Tra testimonianze varie di influencer (un altro caso più recente a Firenze, che risale a fine novembre, ha visto una influencer di Firenze utilizzare taxi per provare vari locali di mixology trovandosi sempre di fronte a problemi volendo pagare col POS), l’esperienza di personaggi rinomati (tra cui anche Mark Lowen, giornalista della BBC che si è lamentato di essere stato truffato a Fiumicino) e le scuse dei tassisti che si dissociano da questo tipo di comportamenti, la situazione deve sicuramente essere regolamentata in un modo che valga per tutti e tocca ai comuni e alle associazioni mettersi a tavolini per trovare un compromesso. Compromesso che, poi, i singoli tassisti saranno tenuti a rispettare (venendo segnalati e subendo le giuste conseguenze qualora non lo facessero).
L’ultimo e più recente caso – una denuncia che risale alla giornata di ieri – arriva da Silvia Salis, vicepresidente vicaria del Coni, che ha raccontato della sua esperienza negativa provando a pagare con il POS un taxi a Genova.

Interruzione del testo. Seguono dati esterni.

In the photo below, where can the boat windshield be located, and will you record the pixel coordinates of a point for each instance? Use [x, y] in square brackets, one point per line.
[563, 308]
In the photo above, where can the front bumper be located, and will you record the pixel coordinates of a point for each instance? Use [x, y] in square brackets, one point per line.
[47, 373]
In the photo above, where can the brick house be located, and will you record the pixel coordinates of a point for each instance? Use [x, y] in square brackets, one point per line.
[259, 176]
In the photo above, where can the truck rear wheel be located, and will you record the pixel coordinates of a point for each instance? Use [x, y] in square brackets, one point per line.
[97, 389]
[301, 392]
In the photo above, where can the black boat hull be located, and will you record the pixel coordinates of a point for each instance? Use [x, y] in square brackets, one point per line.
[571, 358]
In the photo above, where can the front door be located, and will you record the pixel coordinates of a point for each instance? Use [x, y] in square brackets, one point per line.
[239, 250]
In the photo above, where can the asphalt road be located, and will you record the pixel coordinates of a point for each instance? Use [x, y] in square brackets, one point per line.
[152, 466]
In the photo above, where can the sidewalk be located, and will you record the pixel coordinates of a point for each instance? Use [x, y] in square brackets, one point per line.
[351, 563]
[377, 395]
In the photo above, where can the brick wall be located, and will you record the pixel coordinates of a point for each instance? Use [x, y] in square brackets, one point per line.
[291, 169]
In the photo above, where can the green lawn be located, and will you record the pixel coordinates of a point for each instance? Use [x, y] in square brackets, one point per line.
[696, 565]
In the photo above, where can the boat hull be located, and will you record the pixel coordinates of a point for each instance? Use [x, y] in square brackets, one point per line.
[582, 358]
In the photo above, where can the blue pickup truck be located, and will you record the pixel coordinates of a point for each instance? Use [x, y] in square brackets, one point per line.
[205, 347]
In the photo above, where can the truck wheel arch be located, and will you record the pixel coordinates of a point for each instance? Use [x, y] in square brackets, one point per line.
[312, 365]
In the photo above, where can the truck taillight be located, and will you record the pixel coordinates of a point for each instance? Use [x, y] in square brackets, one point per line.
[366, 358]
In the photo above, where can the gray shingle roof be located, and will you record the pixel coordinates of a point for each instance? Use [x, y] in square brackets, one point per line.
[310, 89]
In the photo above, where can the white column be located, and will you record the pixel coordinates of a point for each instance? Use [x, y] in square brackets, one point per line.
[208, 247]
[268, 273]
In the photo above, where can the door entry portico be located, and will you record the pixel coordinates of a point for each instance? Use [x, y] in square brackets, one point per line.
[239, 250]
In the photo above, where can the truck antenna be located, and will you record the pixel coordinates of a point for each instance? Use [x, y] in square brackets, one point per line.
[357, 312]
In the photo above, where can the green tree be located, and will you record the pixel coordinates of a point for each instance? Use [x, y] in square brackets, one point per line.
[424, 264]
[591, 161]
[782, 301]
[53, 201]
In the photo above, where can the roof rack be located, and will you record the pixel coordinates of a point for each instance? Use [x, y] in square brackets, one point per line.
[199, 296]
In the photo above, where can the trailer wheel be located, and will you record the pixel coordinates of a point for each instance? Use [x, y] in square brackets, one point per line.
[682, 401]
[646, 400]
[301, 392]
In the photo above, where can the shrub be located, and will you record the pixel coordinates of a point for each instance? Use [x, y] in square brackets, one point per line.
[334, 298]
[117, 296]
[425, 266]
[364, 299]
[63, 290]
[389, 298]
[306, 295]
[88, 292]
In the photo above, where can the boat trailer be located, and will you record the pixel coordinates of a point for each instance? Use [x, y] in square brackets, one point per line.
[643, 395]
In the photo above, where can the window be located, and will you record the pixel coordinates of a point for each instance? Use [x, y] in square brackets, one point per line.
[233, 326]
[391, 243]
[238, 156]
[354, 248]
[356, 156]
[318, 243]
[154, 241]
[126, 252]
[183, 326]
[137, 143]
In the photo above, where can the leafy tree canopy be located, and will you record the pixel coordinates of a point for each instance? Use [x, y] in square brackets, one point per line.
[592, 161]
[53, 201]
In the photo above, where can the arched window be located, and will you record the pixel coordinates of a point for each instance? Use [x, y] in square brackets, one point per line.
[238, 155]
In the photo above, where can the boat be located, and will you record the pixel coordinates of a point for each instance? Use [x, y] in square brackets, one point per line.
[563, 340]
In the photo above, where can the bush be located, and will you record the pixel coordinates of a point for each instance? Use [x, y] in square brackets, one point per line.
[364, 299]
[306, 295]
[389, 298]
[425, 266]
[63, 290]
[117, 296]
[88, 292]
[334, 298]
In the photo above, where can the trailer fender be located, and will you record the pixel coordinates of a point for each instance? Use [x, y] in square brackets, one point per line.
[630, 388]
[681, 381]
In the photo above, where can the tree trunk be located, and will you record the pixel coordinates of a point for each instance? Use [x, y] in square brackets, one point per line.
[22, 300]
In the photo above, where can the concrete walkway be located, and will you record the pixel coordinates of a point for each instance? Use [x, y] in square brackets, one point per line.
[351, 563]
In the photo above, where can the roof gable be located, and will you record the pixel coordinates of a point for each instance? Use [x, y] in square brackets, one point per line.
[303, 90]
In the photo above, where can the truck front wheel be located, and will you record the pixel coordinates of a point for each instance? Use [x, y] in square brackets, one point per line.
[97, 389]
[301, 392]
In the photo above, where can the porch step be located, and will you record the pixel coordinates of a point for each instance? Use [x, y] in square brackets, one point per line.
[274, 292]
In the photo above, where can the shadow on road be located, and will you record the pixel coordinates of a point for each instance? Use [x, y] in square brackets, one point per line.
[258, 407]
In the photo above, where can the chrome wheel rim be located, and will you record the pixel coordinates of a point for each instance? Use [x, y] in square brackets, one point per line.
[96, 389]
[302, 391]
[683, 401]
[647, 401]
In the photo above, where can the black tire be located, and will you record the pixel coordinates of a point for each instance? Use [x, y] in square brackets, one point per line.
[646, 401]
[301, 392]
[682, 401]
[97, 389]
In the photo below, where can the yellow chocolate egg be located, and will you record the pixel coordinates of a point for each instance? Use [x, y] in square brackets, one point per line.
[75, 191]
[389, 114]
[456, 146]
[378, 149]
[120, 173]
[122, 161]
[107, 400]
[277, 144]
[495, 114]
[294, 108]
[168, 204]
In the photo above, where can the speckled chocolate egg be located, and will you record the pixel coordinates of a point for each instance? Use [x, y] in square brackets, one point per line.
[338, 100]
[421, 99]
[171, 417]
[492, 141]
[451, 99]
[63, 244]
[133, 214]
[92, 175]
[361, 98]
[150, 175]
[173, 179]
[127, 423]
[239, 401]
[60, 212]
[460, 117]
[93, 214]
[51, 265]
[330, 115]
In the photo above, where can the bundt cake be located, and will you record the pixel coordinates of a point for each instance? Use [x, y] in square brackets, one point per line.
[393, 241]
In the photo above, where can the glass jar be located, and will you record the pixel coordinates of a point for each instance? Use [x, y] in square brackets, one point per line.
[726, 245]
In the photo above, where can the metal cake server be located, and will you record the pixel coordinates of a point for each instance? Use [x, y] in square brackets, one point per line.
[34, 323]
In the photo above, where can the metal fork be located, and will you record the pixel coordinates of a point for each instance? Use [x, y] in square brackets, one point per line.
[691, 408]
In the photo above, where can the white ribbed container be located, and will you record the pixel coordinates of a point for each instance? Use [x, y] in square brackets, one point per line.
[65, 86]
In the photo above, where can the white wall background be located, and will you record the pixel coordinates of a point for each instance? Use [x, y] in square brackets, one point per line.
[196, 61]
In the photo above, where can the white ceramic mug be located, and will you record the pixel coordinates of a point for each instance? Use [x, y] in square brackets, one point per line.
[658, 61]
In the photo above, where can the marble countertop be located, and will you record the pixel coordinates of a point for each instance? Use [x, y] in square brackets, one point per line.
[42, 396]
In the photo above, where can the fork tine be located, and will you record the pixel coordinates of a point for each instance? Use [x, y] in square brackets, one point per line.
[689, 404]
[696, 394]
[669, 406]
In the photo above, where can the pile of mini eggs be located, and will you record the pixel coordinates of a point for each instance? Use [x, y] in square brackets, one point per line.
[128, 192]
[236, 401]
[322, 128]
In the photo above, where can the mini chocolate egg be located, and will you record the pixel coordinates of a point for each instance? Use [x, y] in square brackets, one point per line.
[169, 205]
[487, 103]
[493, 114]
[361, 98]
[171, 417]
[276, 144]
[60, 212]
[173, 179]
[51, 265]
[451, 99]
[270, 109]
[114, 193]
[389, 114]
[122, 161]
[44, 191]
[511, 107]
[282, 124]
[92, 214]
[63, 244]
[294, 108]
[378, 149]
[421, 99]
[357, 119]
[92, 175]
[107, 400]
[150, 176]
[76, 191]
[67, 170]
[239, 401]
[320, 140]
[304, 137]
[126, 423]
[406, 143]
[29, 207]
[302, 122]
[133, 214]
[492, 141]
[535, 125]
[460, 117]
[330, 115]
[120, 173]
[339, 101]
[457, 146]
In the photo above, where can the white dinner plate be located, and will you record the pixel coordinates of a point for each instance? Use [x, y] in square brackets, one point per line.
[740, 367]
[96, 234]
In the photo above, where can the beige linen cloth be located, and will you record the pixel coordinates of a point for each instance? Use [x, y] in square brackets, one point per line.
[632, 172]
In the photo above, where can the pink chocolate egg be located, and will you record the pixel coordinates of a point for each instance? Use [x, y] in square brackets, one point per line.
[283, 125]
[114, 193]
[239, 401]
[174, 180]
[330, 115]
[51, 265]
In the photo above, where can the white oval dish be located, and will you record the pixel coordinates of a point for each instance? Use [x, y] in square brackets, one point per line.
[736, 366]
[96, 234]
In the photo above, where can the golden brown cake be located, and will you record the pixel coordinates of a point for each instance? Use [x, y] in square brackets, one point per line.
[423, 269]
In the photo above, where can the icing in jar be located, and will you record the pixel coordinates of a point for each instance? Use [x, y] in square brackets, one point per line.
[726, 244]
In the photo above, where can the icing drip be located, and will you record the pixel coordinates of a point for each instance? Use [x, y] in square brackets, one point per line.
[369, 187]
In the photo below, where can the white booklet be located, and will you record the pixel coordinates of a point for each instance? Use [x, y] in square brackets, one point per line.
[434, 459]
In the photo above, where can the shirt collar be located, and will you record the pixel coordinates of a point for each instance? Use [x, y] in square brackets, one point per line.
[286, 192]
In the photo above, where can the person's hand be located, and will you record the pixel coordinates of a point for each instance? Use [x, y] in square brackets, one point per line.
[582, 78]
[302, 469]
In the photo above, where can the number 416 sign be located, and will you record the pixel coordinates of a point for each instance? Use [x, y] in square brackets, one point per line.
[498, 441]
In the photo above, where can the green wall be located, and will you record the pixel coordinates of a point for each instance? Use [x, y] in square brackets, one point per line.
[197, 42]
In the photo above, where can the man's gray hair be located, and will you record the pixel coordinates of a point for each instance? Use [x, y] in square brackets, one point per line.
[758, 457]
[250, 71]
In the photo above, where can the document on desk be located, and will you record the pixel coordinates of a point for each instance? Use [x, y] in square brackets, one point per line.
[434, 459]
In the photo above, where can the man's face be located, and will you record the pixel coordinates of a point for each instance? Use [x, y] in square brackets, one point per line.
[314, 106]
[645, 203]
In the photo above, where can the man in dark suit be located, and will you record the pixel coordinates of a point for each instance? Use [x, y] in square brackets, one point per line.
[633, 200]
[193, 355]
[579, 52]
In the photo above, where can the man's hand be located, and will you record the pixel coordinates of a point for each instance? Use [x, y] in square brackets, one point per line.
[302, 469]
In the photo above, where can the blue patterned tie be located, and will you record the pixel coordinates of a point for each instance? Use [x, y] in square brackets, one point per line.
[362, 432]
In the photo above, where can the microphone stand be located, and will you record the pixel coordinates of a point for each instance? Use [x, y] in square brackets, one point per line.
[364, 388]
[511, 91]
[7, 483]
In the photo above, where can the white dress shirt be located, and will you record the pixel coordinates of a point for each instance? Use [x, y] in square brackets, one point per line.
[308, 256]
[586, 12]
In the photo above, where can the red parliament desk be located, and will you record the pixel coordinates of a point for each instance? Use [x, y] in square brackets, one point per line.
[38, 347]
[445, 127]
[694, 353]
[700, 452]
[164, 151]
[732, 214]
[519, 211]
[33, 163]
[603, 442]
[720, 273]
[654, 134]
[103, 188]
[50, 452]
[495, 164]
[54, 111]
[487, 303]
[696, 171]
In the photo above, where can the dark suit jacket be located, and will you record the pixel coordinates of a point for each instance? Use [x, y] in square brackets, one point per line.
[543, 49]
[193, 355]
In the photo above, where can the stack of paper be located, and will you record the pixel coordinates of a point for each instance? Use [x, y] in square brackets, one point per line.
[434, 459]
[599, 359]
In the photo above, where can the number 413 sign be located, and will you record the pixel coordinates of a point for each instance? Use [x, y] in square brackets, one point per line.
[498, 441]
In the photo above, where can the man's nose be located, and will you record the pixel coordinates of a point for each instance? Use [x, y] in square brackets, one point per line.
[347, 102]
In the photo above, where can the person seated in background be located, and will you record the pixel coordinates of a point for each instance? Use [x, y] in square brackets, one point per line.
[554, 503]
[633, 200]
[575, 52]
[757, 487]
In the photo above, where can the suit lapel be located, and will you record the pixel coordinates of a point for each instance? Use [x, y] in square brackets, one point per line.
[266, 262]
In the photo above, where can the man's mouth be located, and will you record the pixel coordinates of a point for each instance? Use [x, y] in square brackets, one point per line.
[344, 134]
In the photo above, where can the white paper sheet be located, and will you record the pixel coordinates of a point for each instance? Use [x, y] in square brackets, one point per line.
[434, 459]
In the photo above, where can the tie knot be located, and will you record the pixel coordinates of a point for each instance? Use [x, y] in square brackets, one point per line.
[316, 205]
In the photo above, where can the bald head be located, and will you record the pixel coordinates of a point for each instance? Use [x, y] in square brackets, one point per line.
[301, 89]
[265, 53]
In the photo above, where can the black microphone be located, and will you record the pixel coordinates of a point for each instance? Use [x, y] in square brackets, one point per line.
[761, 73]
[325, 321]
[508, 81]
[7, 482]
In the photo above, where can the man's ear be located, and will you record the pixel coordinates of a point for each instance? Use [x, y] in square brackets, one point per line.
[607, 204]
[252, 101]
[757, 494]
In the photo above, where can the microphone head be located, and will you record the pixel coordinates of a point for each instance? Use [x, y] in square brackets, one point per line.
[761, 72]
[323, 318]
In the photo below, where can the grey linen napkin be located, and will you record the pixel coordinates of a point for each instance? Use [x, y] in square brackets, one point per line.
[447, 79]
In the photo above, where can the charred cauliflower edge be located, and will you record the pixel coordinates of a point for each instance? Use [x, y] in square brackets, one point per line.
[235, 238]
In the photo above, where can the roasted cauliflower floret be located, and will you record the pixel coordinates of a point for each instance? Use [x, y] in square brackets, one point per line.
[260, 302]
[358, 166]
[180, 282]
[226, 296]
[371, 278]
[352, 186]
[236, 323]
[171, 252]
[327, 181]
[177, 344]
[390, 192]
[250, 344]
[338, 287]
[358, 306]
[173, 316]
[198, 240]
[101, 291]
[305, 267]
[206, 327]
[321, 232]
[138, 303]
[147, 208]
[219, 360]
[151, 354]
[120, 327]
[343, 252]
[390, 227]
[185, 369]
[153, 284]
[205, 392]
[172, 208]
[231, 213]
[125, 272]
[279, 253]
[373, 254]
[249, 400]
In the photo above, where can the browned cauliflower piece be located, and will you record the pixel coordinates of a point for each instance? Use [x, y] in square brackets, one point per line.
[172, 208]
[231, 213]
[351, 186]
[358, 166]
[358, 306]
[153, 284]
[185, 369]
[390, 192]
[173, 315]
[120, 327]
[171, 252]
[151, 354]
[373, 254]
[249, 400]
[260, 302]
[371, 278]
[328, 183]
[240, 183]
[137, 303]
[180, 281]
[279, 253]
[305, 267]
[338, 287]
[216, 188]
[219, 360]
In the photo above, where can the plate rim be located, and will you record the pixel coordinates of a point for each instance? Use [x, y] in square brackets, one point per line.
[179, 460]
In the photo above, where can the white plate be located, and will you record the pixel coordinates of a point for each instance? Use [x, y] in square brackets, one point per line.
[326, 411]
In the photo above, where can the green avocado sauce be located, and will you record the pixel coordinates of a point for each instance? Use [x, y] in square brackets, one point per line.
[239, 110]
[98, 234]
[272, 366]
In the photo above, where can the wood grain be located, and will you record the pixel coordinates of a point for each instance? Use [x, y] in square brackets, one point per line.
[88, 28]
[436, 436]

Trovandoci a Termini, abbiamo scelto di recarci lì dove si attendono i taxi e – percorrendo la lunga fila di macchine in coda pronte per iniziare la corsa – abbiamo provato a parlare con qualche tassista romano. Nella maggior parte dei casi l’atteggiamento – complice, probabilmente, la grande polemica social che va avanti da diverso tempo e che vede nomi come quello di Selvaggia Lucarelli in prima fila nella diffusione di contenuti – è stato di diffidenza. Soprattutto i tassisti più maturi si sono dimostrati restii anche solo a rispondere alla richiesta, seppure con un diniego.
L’intento, da parte nostra, era capire – per ognuna delle persone interpellate – se preferissero pagamenti contanti o col POS e per quali ragioni. L’unico tassista (giovane, sulla trentina) che ha accettato di rilasciare una breve dichiarazione sulla questione ha risposto ha affermato di preferire i pagamenti elettronici: «Il POS mi fa comodo, il cliente non deve prendere il resto e non deve scendere a ritirare, è tutto più veloce. I contanti sono comodi però pure il POS va bene, poi mi trovo già i soldi in banca, sempre accreditati, tutto tracciato: meglio no?».
Per capire un po’ in che modo la categoria stia recependo gli ultimi sviluppi sul POS, così come la posizione dello zoccolo duro di coloro che rifiutano i pagamenti col POS, abbiamo contattato il presidente di Federtaxi Massimo Campagnolo e siamo in attesa di una sua dichiarazione.